Sergio Chavez, assistant professor of sociology at Rice and one of the study's co-authors, noted that when these life skills are acquired through education or another accredited process, it is advantageous to the migrant worker. Chavez said that current U.S. immigration policy gives preference to these "skilled" immigrants who rank high on traditional human capital characteristics, such as education levels and other formal credentials, and allows them to enter the U.S.; but the policy limits the entry of "unskilled" migrants, a categorization that ignores the substantial informal skills they bring to U.S. labor markets.

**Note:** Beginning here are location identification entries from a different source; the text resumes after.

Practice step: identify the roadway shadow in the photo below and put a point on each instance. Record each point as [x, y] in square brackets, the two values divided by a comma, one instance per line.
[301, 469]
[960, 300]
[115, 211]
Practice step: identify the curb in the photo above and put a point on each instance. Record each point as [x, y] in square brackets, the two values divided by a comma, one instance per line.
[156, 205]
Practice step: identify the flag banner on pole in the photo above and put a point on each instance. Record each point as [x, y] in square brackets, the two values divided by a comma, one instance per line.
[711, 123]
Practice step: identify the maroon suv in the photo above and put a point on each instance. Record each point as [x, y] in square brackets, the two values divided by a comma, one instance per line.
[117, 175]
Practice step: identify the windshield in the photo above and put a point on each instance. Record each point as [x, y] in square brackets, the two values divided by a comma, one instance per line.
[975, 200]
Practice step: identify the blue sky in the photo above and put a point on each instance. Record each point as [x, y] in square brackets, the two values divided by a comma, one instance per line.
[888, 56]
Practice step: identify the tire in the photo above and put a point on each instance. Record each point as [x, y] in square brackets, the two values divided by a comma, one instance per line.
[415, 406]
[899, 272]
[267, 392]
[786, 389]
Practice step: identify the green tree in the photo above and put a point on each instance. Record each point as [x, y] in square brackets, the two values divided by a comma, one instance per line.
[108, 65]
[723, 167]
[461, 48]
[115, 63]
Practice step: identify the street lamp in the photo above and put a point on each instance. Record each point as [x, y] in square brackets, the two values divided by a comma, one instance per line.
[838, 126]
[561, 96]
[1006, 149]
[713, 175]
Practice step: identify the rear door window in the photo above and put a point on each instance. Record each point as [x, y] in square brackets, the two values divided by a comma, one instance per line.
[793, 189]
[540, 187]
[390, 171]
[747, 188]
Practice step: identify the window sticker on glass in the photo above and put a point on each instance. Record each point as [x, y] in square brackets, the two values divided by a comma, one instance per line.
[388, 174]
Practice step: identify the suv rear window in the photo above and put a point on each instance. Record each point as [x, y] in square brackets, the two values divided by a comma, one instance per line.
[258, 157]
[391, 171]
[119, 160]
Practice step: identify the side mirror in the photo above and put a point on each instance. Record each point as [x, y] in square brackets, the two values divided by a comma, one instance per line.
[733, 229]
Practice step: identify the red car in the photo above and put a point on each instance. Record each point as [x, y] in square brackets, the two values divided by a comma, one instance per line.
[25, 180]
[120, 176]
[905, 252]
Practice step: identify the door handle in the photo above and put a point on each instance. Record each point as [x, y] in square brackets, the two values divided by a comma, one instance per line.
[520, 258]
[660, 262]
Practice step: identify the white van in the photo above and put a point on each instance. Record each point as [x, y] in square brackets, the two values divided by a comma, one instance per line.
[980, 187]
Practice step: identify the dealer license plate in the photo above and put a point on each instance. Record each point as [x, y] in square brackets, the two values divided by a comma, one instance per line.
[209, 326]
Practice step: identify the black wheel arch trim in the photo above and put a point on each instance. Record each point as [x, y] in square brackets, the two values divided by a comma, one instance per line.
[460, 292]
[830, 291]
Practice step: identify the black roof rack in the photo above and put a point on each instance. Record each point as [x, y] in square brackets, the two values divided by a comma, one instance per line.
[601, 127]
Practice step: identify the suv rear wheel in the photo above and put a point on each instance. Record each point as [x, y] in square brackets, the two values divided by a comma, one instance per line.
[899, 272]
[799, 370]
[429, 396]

"Unlike migrants whose human capital is largely acquired in formal learning environments leading to credentialed and organized knowledge, we discovered that migrants in our study with low levels of education acquire most of their skills informally through interaction and observation both on and off the job," Chavez said. "This is not to say that migrants with formal credentials do not acquire some skills informally before migration, but that for migrants with low levels of formal education, job skills are learned predominantly in informal social contexts rather than classrooms and thus are often hidden skills. It is therefore especially important that the assessment of migrant welfare gains according to models of human capital account for the acquisition of lifelong human capital."

Chavez and his co-authors said the study has broad implications for migration policies of both the U.S. and Mexico. "These individuals with skills acquired informally often have much to contribute to the U.S. labor markets," Chavez said. "Unfortunately, current immigration policies severely limit the number of these individuals who can enter the U.S."

Chavez said that instead of focusing only on the continued expansion of immigration policy preferences for narrowly defined skilled migrants, the U.S. government needs to consider more carefully what is meant by "skilled workers" and design fairer and more effective immigration policies that match their abilities to the specific needs of U.S. industry and thereby recognize the economic contributions of all migrants within a lifelong human capital framework.